Trimess

Tuesday, March 6, 2012

GITTINGS/SALE VS TRIMET

Civil case to begin October 1, 2012

READ THE COURT FILING HERE!
KTP sues Trimet et al. for Sale and Gittings wrongful deaths

Problem: On April 24, 2010, Trimet set in motion what it has called the worst accident in its history. Driver Sandi L. Day made an illegal sweeping left turn in downtown Portland from the far right of two-lane, one-way Glisan Street. As she turned south onto Broadway, she drove her bus through a group of five unsuspecting young adults who were crossing Broadway in a signaled, protected crosswalk with the walk light. Two newlyweds were thrown clear; two young women died at the scene after the bus ran over them; and one young man survived with critical injuries after he was pinned behind the right front wheel of the bus.

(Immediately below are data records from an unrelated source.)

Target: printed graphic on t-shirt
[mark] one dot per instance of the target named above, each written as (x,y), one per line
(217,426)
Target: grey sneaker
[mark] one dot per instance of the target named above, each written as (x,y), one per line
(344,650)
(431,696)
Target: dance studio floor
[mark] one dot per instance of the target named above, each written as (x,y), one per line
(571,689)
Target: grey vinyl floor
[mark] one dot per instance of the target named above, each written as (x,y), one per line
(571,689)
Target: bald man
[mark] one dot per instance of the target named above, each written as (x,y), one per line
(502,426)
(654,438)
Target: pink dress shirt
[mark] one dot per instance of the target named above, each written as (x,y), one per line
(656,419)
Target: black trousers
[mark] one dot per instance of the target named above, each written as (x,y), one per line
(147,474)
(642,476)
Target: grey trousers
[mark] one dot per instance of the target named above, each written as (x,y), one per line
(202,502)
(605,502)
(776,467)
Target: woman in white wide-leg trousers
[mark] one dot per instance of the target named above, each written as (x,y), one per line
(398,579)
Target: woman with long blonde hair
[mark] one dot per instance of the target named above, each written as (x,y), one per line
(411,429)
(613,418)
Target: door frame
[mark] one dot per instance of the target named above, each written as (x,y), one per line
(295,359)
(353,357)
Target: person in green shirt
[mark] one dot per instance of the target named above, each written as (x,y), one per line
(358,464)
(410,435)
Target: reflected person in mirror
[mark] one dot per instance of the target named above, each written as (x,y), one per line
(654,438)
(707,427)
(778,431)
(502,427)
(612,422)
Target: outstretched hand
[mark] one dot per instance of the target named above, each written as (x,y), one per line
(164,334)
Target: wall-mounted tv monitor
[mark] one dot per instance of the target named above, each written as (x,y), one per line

The father and mother of Danielle Sale, deceased, and Danielle’s injured boyfriend Erik Gittings, wanted something constructive to come from a catastrophe that has changed their lives forever. They saw a need to change the culture at Oregon’s largest transit district and make safety its overriding value. They were skeptical that would occur without the kind of thorough investigation that litigation can produce. And they wondered how they could obtain some measure of justice in the face of Oregon’s statutory cap on damages in lawsuits for injury and wrongful death caused by public bodies.
Response: Kirklin Thompson & Pope met repeatedly with the potential clients and listened carefully to them. They sat with them in their grief and loss. They obtained and reviewed the extensive police investigation of the crash. They learned the bus and rear-view mirror design substantially obscured the driver’s view to the left. On December 7, 2010, KTP sued Trimet, bus driver Day and top Trimet executives responsible for safety, the bus manufacturer, and the manufacturer of the driver’s side exterior rear view mirror. See the amended complaint in Sale and Gittings v. Trimet et al. and Trimet’s January, 2008, Training Bulletin Left-turn bus-pedestrian collisions on the rise.
Problem: During Ms. Day’s traffic case she called several Trimet trainers who testified she had acted properly in many aspects of her left turn that fatal night. One official testified he would have written her a commendation for making the courtesy stop that set her up to perform an illegal sweeping left turn across two lanes of traffic. Television videocameras were in court daily recording the proceedings, but the stations declined to produce copies of the witnesses’ testimony to KTP for potential use in its case against Trimet. The stations felt that Oregon’s media Shield Law, passed during the Watergate scandal to protect reporters and their confidential sources, let them keep their unpublished recordings private. KTP wanted the recordings as powerful evidence in case the witnesses changed parts of their testimony later.
Response: KTP brought a motion to compel production of the unpublished videotapes. It argued that the Shield Law contained an exception for recordings of witness testimony in open court; that the clear purpose of the Shield Law was to protect confidential sources not public witnesses; and that a trial court rule required the TV stations to provide copies of their courtroom recordings upon payment of the broadcaster’s reasonable expense. The trial court agreed, ordered the unpublished videotapes produced, and the Oregon Supreme Court turned down the broadcasters’ appeal. See KTP’s motion to compel production of the tapes and the Court’s Opinion and Order.
A trial is set to begin October 1, 2012.